Verhängnisvoller Fehler: Hier wurde die komplette Füllleitung schlicht und einfach demontiert und auf die Entlüftungsleitung gelegt.
Seit dem 1. August 2017 gilt die Verordnung über Anlagen zum Umgang mit wassergefährdenden Stoffen (AwSV). Die AwSV verweist auf die technischen Regeln wassergefährdender Stoffe (TRwS) als allgemein anerkannte Regeln der Technik. Die TRwS 791 „Heizölverbraucheranlagen“ konkretisiert die wasserrechtlichen, technischen und betrieblichen Anforderungen im Sinne § 62 Wasserhaushaltsgesetz (WHG) und der AwSV. Im Anhang C der TRwS 791 werden detailliert die Sorgfaltspflichten des Tankwagenfahrers bei der Befüllung von Heizölverbraucheranlagen klar und deutlich beschrieben. Im besten Falle sollten dem Lieferanten diese Pflichten aber auch bekannt sein.

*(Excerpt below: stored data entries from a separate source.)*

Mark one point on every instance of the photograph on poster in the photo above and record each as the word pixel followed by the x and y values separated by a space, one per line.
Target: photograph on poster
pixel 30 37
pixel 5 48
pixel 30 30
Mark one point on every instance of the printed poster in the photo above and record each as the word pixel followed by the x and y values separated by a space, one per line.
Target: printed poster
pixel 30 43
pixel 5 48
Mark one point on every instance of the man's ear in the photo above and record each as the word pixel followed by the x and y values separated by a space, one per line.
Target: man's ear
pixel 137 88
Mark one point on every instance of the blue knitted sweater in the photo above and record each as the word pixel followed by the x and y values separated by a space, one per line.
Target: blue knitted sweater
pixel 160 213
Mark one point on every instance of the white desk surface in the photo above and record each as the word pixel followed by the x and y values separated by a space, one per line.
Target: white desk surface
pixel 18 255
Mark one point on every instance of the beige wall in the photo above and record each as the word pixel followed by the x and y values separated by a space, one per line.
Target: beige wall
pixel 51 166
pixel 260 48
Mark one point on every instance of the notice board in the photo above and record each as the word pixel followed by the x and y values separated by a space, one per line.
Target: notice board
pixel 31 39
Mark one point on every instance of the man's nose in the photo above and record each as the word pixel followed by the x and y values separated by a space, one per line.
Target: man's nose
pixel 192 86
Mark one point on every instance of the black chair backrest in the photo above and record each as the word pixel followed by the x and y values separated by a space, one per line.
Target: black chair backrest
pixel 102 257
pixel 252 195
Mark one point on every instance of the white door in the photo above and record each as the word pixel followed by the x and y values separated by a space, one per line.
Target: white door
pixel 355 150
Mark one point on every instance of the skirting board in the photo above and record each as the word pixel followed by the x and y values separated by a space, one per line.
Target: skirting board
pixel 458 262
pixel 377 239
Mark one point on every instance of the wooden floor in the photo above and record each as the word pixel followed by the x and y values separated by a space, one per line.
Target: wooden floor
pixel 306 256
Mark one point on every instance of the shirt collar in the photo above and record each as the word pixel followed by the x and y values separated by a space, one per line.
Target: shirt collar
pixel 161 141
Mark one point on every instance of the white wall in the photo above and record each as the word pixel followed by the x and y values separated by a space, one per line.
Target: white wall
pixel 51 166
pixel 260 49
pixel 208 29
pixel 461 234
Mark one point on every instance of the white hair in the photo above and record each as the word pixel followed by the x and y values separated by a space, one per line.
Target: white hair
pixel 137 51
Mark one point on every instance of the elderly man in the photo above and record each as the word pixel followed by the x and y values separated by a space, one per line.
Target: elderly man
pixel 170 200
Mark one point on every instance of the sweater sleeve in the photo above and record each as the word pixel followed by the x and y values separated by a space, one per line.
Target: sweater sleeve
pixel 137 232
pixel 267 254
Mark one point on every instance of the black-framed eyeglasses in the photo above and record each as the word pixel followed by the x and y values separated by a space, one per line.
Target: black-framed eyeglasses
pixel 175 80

Grundsätzlich obliegt dem Geschäftsherrn (i. d. R. dem Mineralölhändler) die Schulungs- und Unterweisungspflicht seiner Tankwagenfahrer. Diese regelmäßig durchzuführende Jahresunterweisungen sollten zeitlich angemessen, nachvollziehbar und dokumentiert durchgeführt werden. Nur wenn der Befüller die Technik der Tankanlagen und die damit verbundenen Risiken versteht, kann er eine Tankanlage sicher befüllen.
Aufgrund des vorbeugenden Gewässerschutzes werden an den Tankwagenfahrer Anforderungen gestellt. Der Öllieferant wird vom Anlagenbetreiber meist als Fachmann angesehen, auch weil er die Gefahren des Betankens von Tankanlagen in aller Regel besser einschätzen kann, als der Besteller. Der Lieferant hat somit alle zumutbaren
Vorsichtsmaßnahmen zu ergreifen, um Schäden an Böden und Gewässern zu vermeiden.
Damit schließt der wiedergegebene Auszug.